1. A method for producing acetonitrile by dehydrogenation and amination of ethanol, characterized in that, A mixture of raw materials containing ethanol and ammonia is contacted with a catalyst and reacted to obtain a product containing acetonitrile. The catalyst includes tin oxide and aluminum oxide.

2. The method according to claim 1, characterized in that, The mass of tin is 1.0~55wt% of the catalyst mass, and the mass ratio of tin salt to ethanol is 1g:2~4mL.

3. The method according to claim 1, characterized in that, The catalyst is prepared by impregnating an alumina support with a tin salt dissolved in an ethanol solution, calcining it to obtain a SnAl2O3 intermediate, then soaking it in an aluminum salt and citric acid solution, and calcining it again to obtain the catalyst.

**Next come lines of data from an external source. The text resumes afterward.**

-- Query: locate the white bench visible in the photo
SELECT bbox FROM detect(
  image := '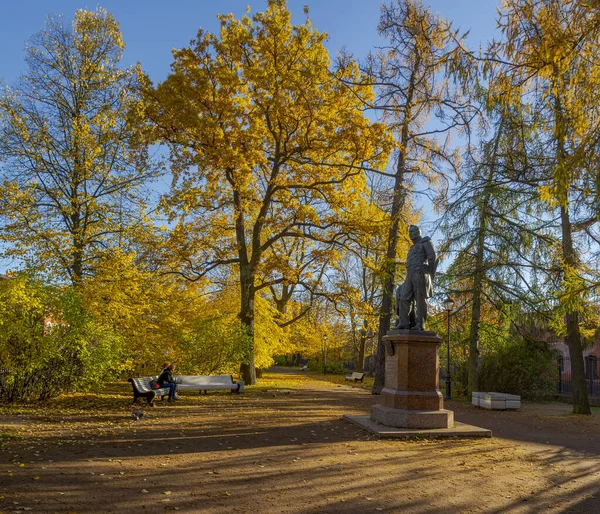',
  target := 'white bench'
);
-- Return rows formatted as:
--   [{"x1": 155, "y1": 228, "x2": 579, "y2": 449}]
[
  {"x1": 344, "y1": 371, "x2": 365, "y2": 382},
  {"x1": 175, "y1": 375, "x2": 244, "y2": 394},
  {"x1": 471, "y1": 391, "x2": 521, "y2": 410}
]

4. The method according to claim 3, characterized in that, The catalyst is soaked in an equal amount of aluminum salt, which accounts for 3 to 15 wt% of the catalyst mass based on aluminum oxide, and citric acid accounts for 0.1 to 0.5 wt% of the catalyst mass.

5. The method according to claim 3, characterized in that, The aluminum salt is selected from one or more of aluminum nitrate, aluminum sulfate, aluminum chloride, and aluminum phosphate.

6. The method according to claim 3, characterized in that, The roasting temperature is selected from 500~800 ℃, and the roasting time is 2~4 h.

7. The method according to claim 1, characterized in that, The molar ratio of ammonia to ethanol is 2 to 8.

8. The method according to claim 1, characterized in that, The mass hourly space velocity (MSV) of the ethanol is 0.1–1.0 h⁻¹. -1 .

9. The method according to claim 1, characterized in that, The reaction pressure is 0.1~0.5MPa, and the reaction temperature is 350~500℃.